The 3400-OTS receiver array is segmented for standard sub-bottom profiling operations or “pipeline” mode for optimal location and imaging of buried pipelines or cables. The system offers real-time reflection coefficient measurements. “This unique ability of the EdgeTech sub-bottom profiler system allows users the ability to collect complex analytic data using linear system architecture to measure sediment reflection and analyze sediment type determination,” says McGowen. Additionally, the system has discrete transmit and receive channels allowing for continuous data collection resulting in a high ping rate, particularly important for construction and pipeline surveys.
At the high end of the market, EdgeTech has just started to deploy the buried object sonar system (eBOSS) which is capable of penetrating the seabed to accurately detect, locate, classify and identify buried and partially proud objects. This low-frequency acoustic imaging system can be operated in real-time for general survey purposes such as cable and pipe tracking and route surveys or have the data post processed utilizing synthetic aperture sonar processing to render 3-dimensional images of buried objects.
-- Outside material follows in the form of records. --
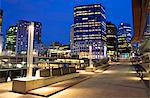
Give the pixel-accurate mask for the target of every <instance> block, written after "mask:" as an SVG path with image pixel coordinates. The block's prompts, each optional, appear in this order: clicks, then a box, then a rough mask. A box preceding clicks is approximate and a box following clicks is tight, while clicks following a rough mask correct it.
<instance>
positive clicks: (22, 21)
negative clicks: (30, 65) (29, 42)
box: [16, 20, 42, 54]
mask: <svg viewBox="0 0 150 98" xmlns="http://www.w3.org/2000/svg"><path fill="white" fill-rule="evenodd" d="M30 24H31V22H30V21H25V20H19V21H18V23H17V28H18V31H17V38H16V39H17V40H16V47H17V48H16V52H17V54H26V53H27V47H28V26H29V25H30ZM41 27H42V24H41V23H40V22H34V41H33V43H34V50H37V51H38V48H39V44H40V43H41Z"/></svg>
Exail’s new Echoes Compact provides high-resolution images of sedimentary deposits and buried objects across a depth range from very shallow waters to 400m. The system is specifically designed for USVs and small vessels as it features low power consumption and compact dimensions. It is a portable solution suited to river, lake and ocean surveys, whatever the seabed topography. Exail says it offers good penetration of clays and sands due to its powerful low-frequency signal, together with 7.5cm vertical resolution thanks to a wide bandwidth from 5 to 15kHz.
Exail sold its first Echoes Compact to Hydroconsult. The company is serving as a consultant and personnel provider to a major multi-energy firm in Africa which is analyzing the sub-bottom before the installation of telecommunication cables and pipelines in West Africa.